Не знаю, что там ей дала фрау Шмидт, но моментальное действие этого средства ей всё объясняет лучше любых слов. Мне ничего не видно, но я понимаю, что моя девочка теперь рожает.
- А-а-а-а-а!!! А-А-А-А-А-А!!! - это происходит недолго, всего лишь одна схватка - так кажется мне после всех этих часов ее мучений. Ее последний пронзительный крик... вопль... я задерживаю дыхание, чувствуя, как и она задержала свое... я у нее за спиной и отсюда мне ничего не видно... неужели... неужели...
Она вдруг нагибается вперед, и до меня доходит, что она хочет рассмотреть... а фрау Шмидт поднимает к нам нашего сына. Он темненький... весь фиолетовый от... отчего? Что с ним? - хочу уже спросить, но фрау Шмидт говорит нам, что он был обмотан пуповиной, вот ему и перекрыло кислород. Вскоре он становится розовеньким.
В дверях какое-то столпотворение, это пришел анестезиолог, еще какой-то народ. А фрау Шмидт показывает нам его, и мы с Оксанкой переглядываемся и плачем. Навзрыд. Оба.
У него на головке уже темненькие волосики, мордашка сморщенная и весь он окровавленный и помятенький, но... здоровый же. Он, сынок, слышит нас, что ли? Да нет, ничего он не слышит, но тоже начинает плакать. Как смешно и тихо он плачет.
Боже... Это мой сын. Это наш сын.
- Поздравляю, - говорит фрау Шмидт, а за спиной у нее краем уха слышу, как кто-то посмеивается и говорит вполголоса, мол, так всегда. Пока другие языками чешут, Розвита приходит, делает, и у нее рождаются дети.
А я смотрю то на Оксанку, то на малыша.
Маленькая ты моя... мама. Ты сделала это. Мы сделали это. Мне хочется сказать ей это и еще черт знает, что, много чего. Но я вижу ее улыбающееся, смеющееся сквозь слезы лицо и вдруг все чувствую. До этого, когда ее разрывало, плющило, кидало из стороны в сторону, не чувствовал ничего. Отмазался, в сторонке постоял. А теперь чувствую.

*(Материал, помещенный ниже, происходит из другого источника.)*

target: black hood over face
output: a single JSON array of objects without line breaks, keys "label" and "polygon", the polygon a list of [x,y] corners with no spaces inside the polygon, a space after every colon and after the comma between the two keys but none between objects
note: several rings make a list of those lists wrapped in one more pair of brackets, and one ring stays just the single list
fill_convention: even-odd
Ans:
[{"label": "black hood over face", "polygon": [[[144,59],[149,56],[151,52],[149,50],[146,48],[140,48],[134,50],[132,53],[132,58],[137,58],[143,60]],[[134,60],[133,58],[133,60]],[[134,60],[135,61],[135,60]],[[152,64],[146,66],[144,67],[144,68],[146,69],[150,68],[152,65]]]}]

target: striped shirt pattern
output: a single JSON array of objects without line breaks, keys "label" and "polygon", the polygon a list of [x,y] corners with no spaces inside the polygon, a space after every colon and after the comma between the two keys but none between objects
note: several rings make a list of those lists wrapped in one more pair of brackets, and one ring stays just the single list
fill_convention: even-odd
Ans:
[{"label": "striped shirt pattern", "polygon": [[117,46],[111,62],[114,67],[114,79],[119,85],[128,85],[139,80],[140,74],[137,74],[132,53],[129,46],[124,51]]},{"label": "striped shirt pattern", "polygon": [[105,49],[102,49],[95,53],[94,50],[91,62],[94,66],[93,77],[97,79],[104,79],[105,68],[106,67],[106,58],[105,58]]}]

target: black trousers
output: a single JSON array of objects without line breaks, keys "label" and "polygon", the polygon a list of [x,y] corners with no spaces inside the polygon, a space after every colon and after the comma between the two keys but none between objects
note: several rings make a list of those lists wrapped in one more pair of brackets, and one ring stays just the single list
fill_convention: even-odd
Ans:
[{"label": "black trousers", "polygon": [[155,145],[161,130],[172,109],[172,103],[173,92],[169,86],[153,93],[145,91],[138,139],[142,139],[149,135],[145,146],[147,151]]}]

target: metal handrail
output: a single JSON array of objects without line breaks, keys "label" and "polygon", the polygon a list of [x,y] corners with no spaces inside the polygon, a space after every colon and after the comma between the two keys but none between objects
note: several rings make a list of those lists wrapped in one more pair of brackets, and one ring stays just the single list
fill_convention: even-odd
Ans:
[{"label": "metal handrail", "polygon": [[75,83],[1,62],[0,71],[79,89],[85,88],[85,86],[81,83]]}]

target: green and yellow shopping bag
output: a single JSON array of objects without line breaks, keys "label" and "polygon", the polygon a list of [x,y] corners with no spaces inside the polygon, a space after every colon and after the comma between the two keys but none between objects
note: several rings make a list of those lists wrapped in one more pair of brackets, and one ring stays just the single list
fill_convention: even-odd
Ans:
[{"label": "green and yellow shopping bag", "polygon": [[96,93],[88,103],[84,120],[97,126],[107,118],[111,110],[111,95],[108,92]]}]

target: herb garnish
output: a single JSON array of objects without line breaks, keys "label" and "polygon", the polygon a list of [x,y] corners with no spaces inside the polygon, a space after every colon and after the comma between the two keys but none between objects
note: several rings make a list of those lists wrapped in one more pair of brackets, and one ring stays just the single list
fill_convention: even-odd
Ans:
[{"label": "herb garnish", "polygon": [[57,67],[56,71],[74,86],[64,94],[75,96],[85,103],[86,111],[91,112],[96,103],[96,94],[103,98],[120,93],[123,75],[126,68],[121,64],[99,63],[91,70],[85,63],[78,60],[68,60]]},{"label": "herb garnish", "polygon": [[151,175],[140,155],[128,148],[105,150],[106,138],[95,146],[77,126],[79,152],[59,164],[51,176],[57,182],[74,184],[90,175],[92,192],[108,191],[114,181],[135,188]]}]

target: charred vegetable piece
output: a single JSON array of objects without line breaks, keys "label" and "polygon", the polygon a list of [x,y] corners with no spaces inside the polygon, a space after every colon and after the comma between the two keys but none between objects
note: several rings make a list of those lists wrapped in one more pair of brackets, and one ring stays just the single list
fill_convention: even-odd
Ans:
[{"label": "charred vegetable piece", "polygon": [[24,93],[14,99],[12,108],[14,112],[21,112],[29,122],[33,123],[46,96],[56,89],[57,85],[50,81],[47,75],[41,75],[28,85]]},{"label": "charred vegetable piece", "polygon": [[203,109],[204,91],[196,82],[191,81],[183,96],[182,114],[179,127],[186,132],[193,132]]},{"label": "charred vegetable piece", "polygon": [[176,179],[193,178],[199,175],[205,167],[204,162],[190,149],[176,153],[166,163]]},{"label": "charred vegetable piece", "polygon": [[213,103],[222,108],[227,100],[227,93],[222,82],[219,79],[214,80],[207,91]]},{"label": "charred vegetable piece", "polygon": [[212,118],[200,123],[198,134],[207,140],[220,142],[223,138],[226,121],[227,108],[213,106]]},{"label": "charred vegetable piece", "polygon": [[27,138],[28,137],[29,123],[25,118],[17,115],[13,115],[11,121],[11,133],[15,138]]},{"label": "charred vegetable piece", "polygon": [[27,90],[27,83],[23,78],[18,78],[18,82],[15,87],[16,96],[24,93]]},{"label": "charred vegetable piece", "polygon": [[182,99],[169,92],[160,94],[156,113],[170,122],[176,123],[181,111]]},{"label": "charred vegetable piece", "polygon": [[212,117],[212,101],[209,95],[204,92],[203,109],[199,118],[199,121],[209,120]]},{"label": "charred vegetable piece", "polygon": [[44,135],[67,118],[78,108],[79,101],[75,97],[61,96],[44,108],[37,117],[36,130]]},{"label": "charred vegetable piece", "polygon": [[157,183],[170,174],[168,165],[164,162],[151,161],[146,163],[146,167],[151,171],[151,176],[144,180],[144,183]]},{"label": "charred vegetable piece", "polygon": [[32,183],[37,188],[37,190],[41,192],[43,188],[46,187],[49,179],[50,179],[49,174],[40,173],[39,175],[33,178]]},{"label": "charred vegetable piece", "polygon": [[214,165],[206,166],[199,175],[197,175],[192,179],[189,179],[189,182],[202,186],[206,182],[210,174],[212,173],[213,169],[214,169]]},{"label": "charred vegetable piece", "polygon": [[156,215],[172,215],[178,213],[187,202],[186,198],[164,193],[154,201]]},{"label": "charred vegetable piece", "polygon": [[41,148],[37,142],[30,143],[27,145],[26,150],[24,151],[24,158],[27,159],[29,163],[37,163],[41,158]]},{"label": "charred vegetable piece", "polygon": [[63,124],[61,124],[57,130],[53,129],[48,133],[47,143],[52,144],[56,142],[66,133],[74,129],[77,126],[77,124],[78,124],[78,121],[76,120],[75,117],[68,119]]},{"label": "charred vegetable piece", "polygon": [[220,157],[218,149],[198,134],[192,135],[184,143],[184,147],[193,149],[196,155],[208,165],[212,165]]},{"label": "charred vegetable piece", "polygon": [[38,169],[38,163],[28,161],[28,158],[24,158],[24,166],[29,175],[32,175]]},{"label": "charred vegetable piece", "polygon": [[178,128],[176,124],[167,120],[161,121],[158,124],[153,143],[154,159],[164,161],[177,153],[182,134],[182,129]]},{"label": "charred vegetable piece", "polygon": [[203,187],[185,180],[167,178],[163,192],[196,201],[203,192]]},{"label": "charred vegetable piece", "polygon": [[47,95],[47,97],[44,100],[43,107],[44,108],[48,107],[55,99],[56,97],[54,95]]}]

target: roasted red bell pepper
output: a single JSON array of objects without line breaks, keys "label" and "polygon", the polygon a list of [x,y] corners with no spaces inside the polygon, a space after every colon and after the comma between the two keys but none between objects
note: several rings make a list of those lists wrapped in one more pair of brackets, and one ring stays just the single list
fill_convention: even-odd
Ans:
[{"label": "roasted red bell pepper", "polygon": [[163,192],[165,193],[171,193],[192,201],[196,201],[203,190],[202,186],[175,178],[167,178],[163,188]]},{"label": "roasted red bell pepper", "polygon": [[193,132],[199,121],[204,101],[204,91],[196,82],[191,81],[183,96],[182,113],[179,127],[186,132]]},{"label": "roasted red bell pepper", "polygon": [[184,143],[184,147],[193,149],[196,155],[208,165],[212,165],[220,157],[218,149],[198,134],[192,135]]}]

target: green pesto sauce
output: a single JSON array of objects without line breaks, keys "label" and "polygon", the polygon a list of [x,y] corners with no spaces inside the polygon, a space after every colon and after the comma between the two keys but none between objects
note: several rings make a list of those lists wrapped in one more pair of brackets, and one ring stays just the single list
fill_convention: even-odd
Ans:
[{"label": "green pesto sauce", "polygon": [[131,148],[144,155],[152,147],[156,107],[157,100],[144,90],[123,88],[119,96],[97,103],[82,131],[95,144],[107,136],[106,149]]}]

Я чувствую, что в этот момент она все позабыла. И бесконечную боль, которой мне не понять и не почувствовать никогда, и сомнение, сможет ли, и страх, что не сможет, и изматывающее, опустошающее измождение. И то, как что-то управляло ее телом, разрывало его, расщепляло ее, раздвигало ей кости. А она не знала, когда и как это кончится и ничего не могла с этим поделать. Не знала, сколько ей еще терпеть и откуда брать на это силы. Сейчас прошло всего несколько минут с тех пор, как появился он, наш сын, а у нее - мне видно и я рад, что не видно ей, - там разрывы, все в крови, много крови. Там такое... Видуха не для слабонервных.
Но все это в прошлом, осталось в другой жизни, а сейчас - это сейчас. Это он, это мы, это счастье.

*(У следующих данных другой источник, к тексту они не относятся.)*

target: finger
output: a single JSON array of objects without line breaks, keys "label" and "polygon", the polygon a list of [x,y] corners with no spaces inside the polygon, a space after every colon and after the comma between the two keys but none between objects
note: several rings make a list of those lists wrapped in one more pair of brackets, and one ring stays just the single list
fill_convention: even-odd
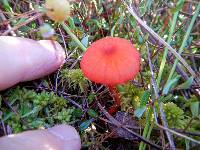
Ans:
[{"label": "finger", "polygon": [[77,131],[69,125],[27,131],[0,138],[1,150],[80,150]]},{"label": "finger", "polygon": [[64,59],[64,50],[55,41],[0,36],[0,90],[52,73]]}]

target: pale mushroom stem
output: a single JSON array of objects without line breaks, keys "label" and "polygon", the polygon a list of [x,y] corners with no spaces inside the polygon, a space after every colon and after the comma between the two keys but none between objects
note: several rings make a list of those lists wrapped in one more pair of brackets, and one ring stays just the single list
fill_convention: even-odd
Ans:
[{"label": "pale mushroom stem", "polygon": [[114,99],[114,104],[108,109],[108,112],[110,114],[115,114],[117,112],[117,109],[121,106],[120,95],[115,86],[108,86],[108,89]]}]

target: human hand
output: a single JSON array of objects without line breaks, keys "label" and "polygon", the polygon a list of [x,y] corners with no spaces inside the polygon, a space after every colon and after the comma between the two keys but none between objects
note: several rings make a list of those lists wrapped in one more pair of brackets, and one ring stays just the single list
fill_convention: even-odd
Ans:
[{"label": "human hand", "polygon": [[56,41],[0,36],[0,90],[48,75],[64,59],[64,50]]},{"label": "human hand", "polygon": [[[65,54],[59,43],[0,36],[0,91],[57,70]],[[27,131],[0,138],[1,150],[79,150],[80,137],[68,125]]]},{"label": "human hand", "polygon": [[80,137],[69,125],[26,131],[0,138],[1,150],[80,150]]}]

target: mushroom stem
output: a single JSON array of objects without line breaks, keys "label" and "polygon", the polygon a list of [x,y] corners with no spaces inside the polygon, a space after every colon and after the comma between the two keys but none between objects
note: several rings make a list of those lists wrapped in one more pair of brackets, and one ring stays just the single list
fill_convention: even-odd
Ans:
[{"label": "mushroom stem", "polygon": [[115,86],[108,86],[108,89],[111,93],[111,96],[113,97],[114,99],[114,104],[113,106],[111,106],[109,109],[108,109],[108,112],[110,114],[115,114],[118,110],[118,108],[121,106],[121,99],[120,99],[120,95],[116,89]]}]

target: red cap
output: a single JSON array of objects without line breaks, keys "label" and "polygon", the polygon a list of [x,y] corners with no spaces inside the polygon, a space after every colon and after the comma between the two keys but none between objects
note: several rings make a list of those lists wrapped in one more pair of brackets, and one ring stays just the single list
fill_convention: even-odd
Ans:
[{"label": "red cap", "polygon": [[104,85],[123,84],[133,79],[140,69],[140,55],[130,41],[105,37],[87,49],[81,60],[83,74]]}]

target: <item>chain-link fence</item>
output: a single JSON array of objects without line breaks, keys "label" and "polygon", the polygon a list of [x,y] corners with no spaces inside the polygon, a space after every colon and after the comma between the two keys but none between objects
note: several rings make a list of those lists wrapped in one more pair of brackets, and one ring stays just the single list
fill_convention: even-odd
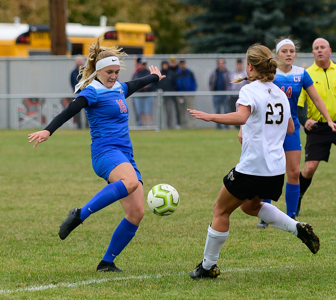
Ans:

И она не чувствует этой новой боли там, а чувствует только его, сына и еще немножечко меня. И теперь она лежит, держит его в руках, пытаясь дать ему грудь и она бесконечно счастлива. Из непросохших еще глаз ее сияет свет, она смотрит на сына и то и дело смеется сквозь слезы, гладит его, сует ему в ротик грудь, а он пока не понимает. И я вдруг вспоминаю его, тот самый ее взгляд тогда, в Лондоне, в Найтингейле, когда сказал ей, как видел, что первым у нас будет мальчик.
Сейчас я вижу на ее лице точно такой же взгляд, внимательный, задумчивый, терпеливый, едва уловимо улыбающийся взгляд мамы и просто говорю ей:
- Ну что, мамка...
Она ловит мой озорной взгляд и смеется так же, по-озорному:
- Папка... - а потом мы даем друг другу "пять". И мне снова отчего-то хочется реветь, но я не собираюсь делать этого перед сыном, а то плаксой будет.